= We Want to Live movement =

Youth movement in the Gaza Strip

The We Want to Live movement (بدنا نعيش) is a grassroots youth movement in the Gaza Strip calling for increased economic opportunity and the removal of Hamas from power. The movement was founded in March 2019, giving rise to the 2019 Gaza economic protests. It is not connected to any one political party, and some sources have connected the movement to the Arab Spring of the early 2010s.

== Goals ==
The movement is responding to multiple issues, broadly defined as economic disenfranchisement, such as unemployment rates and increased taxes. Other issues of concern include the competency of leadership, electricity shortages, access to drinking water, food insecurity, access to education, and freedom of speech.

== History ==
The movement began in March 2019, as part of the 2019 Gaza economic protests. The group's Facebook page quickly gained several thousand followers. Initially, the movement was critical of Hamas, but did not call for its ousting, fearing that it would be an impossible demand. Instead, they focused on material changes such as reduced taxation and lower prices of necessities, as well as a Fatah–Hamas reconciliation and new elections. Multiple organizers of the movement, including Palestinian lawyer Moumen Al-Natour, were arrested and detained, charged with "collaborating with hostile foreign entities, in violation of domestic law". Several were referred to military courts. After lobbying and popular and international advocacy campaigns, Al-Natour was released.
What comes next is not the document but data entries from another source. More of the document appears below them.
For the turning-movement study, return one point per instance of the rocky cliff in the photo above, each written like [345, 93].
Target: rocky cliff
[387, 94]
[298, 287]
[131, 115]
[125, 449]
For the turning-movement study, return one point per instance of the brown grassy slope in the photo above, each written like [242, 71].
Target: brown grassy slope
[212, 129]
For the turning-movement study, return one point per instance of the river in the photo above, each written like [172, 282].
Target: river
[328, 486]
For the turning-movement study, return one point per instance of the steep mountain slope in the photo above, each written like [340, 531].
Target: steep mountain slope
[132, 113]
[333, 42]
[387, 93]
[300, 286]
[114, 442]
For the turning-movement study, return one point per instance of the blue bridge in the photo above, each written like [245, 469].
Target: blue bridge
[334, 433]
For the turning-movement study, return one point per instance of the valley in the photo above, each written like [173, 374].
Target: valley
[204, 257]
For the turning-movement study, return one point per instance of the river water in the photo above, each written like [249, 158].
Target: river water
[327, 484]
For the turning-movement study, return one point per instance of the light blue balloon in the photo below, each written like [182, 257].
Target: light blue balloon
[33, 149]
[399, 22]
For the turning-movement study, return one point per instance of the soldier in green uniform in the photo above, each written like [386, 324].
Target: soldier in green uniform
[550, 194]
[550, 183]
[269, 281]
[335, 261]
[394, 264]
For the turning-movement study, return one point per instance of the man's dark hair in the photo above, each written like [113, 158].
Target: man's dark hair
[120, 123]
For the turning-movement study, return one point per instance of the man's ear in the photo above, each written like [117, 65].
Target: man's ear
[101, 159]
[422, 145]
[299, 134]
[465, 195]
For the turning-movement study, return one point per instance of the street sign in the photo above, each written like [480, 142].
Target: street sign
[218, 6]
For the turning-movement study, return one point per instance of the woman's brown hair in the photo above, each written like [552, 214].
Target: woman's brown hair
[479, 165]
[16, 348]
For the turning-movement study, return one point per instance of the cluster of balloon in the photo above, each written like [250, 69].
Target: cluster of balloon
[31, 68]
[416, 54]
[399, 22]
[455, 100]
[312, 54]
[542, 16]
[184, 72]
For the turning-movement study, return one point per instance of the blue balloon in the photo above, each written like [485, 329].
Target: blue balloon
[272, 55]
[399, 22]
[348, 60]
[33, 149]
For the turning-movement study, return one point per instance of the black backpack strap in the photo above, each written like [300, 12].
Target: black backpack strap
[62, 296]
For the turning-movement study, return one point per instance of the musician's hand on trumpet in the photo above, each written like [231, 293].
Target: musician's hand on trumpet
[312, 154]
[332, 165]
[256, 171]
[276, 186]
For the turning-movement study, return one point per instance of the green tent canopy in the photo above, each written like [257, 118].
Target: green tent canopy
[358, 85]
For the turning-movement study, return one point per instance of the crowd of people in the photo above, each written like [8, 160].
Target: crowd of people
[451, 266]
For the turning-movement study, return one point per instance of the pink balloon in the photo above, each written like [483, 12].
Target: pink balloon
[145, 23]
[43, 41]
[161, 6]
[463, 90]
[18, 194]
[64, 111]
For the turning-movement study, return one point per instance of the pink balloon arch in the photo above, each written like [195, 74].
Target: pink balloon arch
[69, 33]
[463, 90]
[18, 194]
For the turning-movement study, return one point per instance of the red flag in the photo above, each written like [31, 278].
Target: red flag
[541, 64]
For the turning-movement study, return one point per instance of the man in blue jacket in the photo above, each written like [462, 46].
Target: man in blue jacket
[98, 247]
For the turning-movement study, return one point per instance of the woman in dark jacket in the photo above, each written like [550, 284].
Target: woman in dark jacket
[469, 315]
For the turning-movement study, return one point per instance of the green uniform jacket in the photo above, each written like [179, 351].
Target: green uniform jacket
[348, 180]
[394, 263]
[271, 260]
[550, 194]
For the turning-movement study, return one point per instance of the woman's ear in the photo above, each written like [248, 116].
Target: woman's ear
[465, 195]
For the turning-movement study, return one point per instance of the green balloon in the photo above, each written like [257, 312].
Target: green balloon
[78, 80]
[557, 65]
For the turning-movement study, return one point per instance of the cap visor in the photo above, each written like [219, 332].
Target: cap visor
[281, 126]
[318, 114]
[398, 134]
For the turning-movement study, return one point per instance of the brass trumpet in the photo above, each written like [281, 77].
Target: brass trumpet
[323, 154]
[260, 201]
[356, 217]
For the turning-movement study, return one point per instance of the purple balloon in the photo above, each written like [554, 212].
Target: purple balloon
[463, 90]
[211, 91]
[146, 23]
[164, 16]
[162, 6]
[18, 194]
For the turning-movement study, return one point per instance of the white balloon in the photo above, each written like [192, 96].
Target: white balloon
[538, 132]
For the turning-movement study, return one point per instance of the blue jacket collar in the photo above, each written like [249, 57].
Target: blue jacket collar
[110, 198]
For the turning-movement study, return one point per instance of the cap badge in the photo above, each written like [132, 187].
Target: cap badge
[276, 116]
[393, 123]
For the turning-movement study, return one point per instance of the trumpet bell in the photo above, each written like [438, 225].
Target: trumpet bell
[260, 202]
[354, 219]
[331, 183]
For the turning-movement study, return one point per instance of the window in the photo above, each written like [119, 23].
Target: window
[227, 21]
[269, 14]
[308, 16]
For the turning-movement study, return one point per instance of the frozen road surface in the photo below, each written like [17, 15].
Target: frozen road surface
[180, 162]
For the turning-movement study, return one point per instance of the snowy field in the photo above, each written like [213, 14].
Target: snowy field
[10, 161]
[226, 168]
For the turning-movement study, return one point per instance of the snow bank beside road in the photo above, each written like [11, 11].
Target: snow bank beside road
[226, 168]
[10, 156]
In 2020, one of the group's leaders, Suleiman al-Ajouri, committed suicide. The movement's Facebook page posted about the event, connecting al-Ajouri's suicide directly to the economic disenfranchisement of Gaza's youth. Four of al-Ajouri's friends were arrested following his funeral, due to their connections to the movement; several journalists reporting on his death were also arrested.

In November 2021, the group again gained traction online following the drowning of three Gazan migrants attempting to reach Greece, and reports of Hamas leadership leading lavish lifestyles. This continued in July 2022, with protesters sharing videos online of Gazans living in poverty and residents in physical confrontations with Hamas security forces.

In late July and early August 2023, the movement again led in-person protests in response to the accidental killing of a man by authorities in Khan Yunis. Hamas responded to the protests with increased security, and arrested several demonstrators and journalists covering the demonstrations.

== Response ==
Over a thousand Gazans were detained by Hamas. Hamas has attempted to downplay the movement by claiming that its leadership are Israeli or part of the Palestinian Authority. When addressing physical demonstrations, Hamas has used arrests and excessive force. Participants who have been arrested have been subject to torture. One protester reporting losing his eyesight following repeated interrogations.

Hamas has also intimidated journalists and confiscated their equipment to deter reporting on the movement or its protests.

The movement has received support from the Palestine Liberation Organization.